So Trump had his Dollar Store Nuremberg rally at Madison Square Garden last night, and the reviews have been devastating.
At least for normal people. If you’re a MAGAt, however, your job is to find at least some vaguely plausible defense of what is obviously and plainly indefensible. The typical defense has been some variant of ‘can’t you take a joke?’ suggesting that anyone who criticizes calling for ‘slaughtering’ Democrats is overreacting. My response is that anyone who has to repeat ‘it’s just a joke’ in response to criticism of their bigotry, isn’t joking.
Michael Shellenberger, however, found a new defense for bigotry. Having no ability to laugh himself, even at disabled people like his God Emperor Trump,1Shellenberger attempts to defend the comment that got the most attention, a line by Tony Hinchcliffe, an alleged ‘comedian’ who goes by Kill Tony2 as follows:
"It is absolutely wild times – it really, really is. And, you know, there's a lot going on. Like, I don't know if you guys know this, but there's literally a floating island of garbage in the middle of the ocean right now – I think it's called Puerto Rico,"
Senator Rick Scott, Republican of Florida, nobody’s idea of Woke, responded on Twitter:
This joke bombed for a reason. It's not funny and it's not true. Puerto Ricans are amazing people and amazing Americans! I’ve been to the island many times. It’s a beautiful place. Everyone should visit! I will always do whatever I can to help any Puerto Rican in Florida or on the island.
Scott’s response probably is related to the fact that about a million Puerto Ricans live in Florida. And can vote.
So, how does Shellenberg defend Hinchcliffe? By agreeing that Puerto Rico is indeed an island of garbage.

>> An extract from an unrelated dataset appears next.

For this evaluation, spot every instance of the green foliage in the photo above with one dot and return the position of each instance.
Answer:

And the media disinformation about Puerto Rico’s trash problem is particularly egregious given that the media has itself covered the island’s garbage problem for years. In 2017, NPR published a story headlined, “After Maria, Puerto Rico Struggles Under The Weight Of Its Own Garbage.” “Puerto Rico’s yearslong debate over WTE continues as the island’s landfill issues mount,” wrote a waste industry publication in 2020. “Trash Crisis Leaves Puerto Rico Near ‘the Brink,’” wrote the progressive nonprofit media company, Global Press Journal, in 2021. And in 2022, Grist, a leading environmental news organization, published an article headlined, “Disaster debris is pushing Puerto Rico’s landfills to the brink.”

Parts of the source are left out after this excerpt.